Sitting down to watch Saw VI feels more like professional duty than anticipation. The plot stitching the series together (which still manages to star Tobin Bell’s John Kramer despite his having been killed off three films previously) has become so exceedingly complicated that I find myself confused trying to keep track of the various characters that keep popping up. Maybe one day the Saw producers will do something akin to what Francis Ford Coppola did with his Godfather films and edit everything into a single linear timeline so that one is able to make sense of the plotline and interwoven backstory driving the series. Right now though the Saw series feels akin to tv’s The X Files (1993-2002, 2016-8), which kept piling on so many twist revelations and story complications that it became an absurdly improbable house of cards built in mid-air. Naturally, Saw VI is not the end of the series, leaving its ending open for Saw 3D (2010).

The other bugbear I have with the plot is its pointless twist ending where what we assume to be Peter Outerbridge’s relationship with the imprisoned mother and son is turned on its head – but in truth this is a twist that has only been inserted to play with our expectations rather than create what would logically be a surprise on the parts of the characters.

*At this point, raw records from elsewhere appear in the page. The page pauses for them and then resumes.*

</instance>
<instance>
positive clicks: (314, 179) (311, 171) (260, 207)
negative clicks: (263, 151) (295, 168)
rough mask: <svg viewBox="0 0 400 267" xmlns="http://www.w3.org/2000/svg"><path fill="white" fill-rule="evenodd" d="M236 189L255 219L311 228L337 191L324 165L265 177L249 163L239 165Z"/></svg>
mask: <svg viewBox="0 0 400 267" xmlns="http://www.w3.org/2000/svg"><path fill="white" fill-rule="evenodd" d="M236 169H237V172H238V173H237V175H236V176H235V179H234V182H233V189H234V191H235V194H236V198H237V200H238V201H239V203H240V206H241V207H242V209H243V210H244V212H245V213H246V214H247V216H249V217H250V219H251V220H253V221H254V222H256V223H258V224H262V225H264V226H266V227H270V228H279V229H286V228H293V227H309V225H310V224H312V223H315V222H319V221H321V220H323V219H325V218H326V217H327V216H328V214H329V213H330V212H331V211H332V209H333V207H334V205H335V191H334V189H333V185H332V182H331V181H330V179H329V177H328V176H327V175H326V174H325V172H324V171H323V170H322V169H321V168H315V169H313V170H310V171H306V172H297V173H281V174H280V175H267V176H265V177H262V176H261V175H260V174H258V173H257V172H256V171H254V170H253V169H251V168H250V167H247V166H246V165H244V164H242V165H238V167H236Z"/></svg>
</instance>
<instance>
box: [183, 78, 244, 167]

Peter Outerbridge tortured in Saw VI (2009)
Medical insurance CEO Peter Outerbridge tortured

The torture scenes have been pushed to even more of an extreme for the series and expectedly Saw VI received the maximum censorship rating in just about every country it was released in. These are served up at regular intervals – Peter Outerbridge finding his co-workers trapped on a merry-go-round where he must make a choice which ones will be spared while the others have their heads blown off with shotguns; Costas Mandylor caught in a trap, ending up with what looks like one of his cheeks torn off; one character injected with syringes of hydrochloric acid that cause them to gruesomely melt down.

The opening of the film features two people in a competition where the one who removes the greatest amount in weight of flesh from their bodies gets to go free. As you watch a fat man (Marty Moreau) slicing out sections of his stomach and a woman (Tanedra Howard) hacking off her wrist with a meat cleaver, the entire film starts to slip into the risible. You come out of Saw VI thinking it is all starting to seem passe by now – and then realise there must be something wrong when you have watched people being melted down, burned, hacked apart and having their heads blown off, and are starting to find it tedious.

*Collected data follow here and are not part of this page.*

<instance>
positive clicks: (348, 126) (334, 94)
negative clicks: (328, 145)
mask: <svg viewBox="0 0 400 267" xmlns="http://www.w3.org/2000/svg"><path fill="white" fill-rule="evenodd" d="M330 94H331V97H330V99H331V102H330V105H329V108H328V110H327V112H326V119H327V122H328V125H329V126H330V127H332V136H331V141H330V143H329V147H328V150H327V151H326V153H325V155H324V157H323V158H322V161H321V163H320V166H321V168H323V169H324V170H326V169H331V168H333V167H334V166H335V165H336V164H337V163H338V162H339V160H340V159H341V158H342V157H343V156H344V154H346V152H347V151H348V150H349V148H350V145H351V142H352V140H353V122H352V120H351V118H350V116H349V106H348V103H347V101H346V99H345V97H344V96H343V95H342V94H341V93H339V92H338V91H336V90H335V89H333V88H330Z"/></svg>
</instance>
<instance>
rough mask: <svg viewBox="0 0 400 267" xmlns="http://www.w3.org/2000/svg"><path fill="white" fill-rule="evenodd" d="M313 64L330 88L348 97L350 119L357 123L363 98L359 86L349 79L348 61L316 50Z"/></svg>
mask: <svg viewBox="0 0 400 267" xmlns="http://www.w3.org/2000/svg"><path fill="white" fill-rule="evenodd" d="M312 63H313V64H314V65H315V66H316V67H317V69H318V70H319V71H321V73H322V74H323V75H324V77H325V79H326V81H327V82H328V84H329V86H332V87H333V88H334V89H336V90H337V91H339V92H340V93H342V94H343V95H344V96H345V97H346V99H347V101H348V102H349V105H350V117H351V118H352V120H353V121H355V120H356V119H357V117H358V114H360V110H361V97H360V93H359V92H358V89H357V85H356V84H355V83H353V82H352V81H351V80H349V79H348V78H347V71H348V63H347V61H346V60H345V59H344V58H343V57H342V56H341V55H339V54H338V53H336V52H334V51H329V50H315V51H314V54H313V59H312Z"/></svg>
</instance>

What makes Saw VI somewhat more enjoyable than many of the preceding four films is its’ determination to make a social message about soulless business-people (an apt message for the 2008-9 Recession if there ever was one). The opening scene has two moneylenders being forced to cut a literal pound of flesh off from themselves as punishment for their usurious practices. The main thrust of the film is about Peter Outerbridge, the head of an American medical insurance company, being forced to confront the consequences of his company’s policies that included having a team hired to find hair-splitting reasons for cutting people’s coverage off. Try and imagine Saw VI as being a Torture Porn version of Michael Moore’s Sicko (2007) and it suddenly gains another entire level of black amusement.

Saw VI was followed by Saw 3D (2010), Jigsaw (2017), Spiral: From the Book of Saw (2021) and Saw X (2023).

Saw VI saw the entry of Kevin Greutert, previously an editor on all the other films in the series. Greutert went on to direct Saw 3D, followed by the original horror films Jessabelle (2014), Visions (2015) and Jackals (2017).